For me, each PA story is a therapeutic escape from reality which almost always gives me a kick up the backside and whispers in my ear “be thankful for what you’ve got, ’cause you could lose it all in a heartbeat.”

So, I’ll keep writing my Hater sequels and working on the re-releases of my PA-zombie series Autumn, and I’ll work my way through the library of PA novels I have sitting next to my desk ready to be read, and I’ll watch as many visions of the apocalypse as I can get hold of.

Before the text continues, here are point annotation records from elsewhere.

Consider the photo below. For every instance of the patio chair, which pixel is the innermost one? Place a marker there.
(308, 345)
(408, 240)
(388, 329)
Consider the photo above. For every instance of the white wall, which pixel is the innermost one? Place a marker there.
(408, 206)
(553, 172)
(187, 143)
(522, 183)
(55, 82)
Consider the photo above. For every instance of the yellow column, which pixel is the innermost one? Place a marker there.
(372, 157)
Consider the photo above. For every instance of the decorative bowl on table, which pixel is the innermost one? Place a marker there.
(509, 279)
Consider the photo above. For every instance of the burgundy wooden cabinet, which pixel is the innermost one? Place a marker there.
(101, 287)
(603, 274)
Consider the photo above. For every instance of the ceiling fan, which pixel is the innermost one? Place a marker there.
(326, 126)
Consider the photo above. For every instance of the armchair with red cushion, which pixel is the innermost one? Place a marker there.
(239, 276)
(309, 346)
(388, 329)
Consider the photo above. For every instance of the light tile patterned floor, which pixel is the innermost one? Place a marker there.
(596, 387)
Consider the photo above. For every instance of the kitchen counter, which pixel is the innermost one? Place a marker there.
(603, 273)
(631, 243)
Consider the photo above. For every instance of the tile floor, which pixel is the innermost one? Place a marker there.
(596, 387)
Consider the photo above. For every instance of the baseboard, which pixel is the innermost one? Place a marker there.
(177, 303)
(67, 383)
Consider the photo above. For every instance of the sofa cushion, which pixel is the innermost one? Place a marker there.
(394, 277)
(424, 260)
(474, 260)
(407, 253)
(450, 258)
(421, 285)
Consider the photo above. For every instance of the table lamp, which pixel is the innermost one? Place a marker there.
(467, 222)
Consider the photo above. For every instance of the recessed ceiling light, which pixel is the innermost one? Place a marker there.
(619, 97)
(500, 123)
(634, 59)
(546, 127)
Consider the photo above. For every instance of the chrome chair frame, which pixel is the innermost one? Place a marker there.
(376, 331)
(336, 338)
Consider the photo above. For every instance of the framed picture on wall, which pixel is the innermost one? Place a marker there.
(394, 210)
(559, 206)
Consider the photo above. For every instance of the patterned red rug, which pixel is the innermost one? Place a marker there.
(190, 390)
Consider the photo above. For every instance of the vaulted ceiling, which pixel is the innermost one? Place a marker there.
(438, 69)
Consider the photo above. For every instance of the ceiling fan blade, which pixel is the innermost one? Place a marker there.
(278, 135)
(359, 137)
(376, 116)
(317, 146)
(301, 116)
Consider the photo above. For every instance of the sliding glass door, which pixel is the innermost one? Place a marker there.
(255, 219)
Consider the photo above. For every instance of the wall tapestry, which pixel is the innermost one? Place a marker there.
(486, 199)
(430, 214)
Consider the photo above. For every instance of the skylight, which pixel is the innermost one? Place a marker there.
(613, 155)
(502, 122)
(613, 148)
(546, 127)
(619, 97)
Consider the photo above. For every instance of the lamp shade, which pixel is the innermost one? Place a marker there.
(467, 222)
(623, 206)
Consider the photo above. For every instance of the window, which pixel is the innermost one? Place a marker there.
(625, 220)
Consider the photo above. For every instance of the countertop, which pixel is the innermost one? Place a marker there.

Here’s to the end of everything!

Check out the web serial of David Moody’s Hater, Chapters I-IV, starting today on Tor.com!

3 comments
John Joseph Adams
1. johnjosephadams
Have you read my anthology Wastelands? Lots of post-apocalyptic goodness in there, plus there's a pretty extensive "for further reading" list in the back. (I also have one called The Living Dead, which you may be interested in.)

Hater and Autumn both sound cool--looking forward to checking them out. Any word if either will be available as audiobooks? My leisure reading time of novels is pretty limited, but I usually have plenty of time for audios.
David Moody
2. djmoody
Yes, Wastelands is in the 'library' next to the desk, waiting to be read! I haven't yet had chance to get hold of The Living Dead.

The audiobook rights to Hater have recently been sold (as in the last couple of weeks) so I don't yet have any timescale for release.

If you're interested, a great outfit called 'Darker Projects' ( www.darkerprojects.com) did an audio dramatization of Autumn a couple of years back which is still online (the book used to be available as a free download).
Rajan Khanna
3. rajanyk
It's good to see the post-apocalyptic love growing. I've seen snippets of the love in various places on the web lately. I'm looking forward to checking out Hater, too.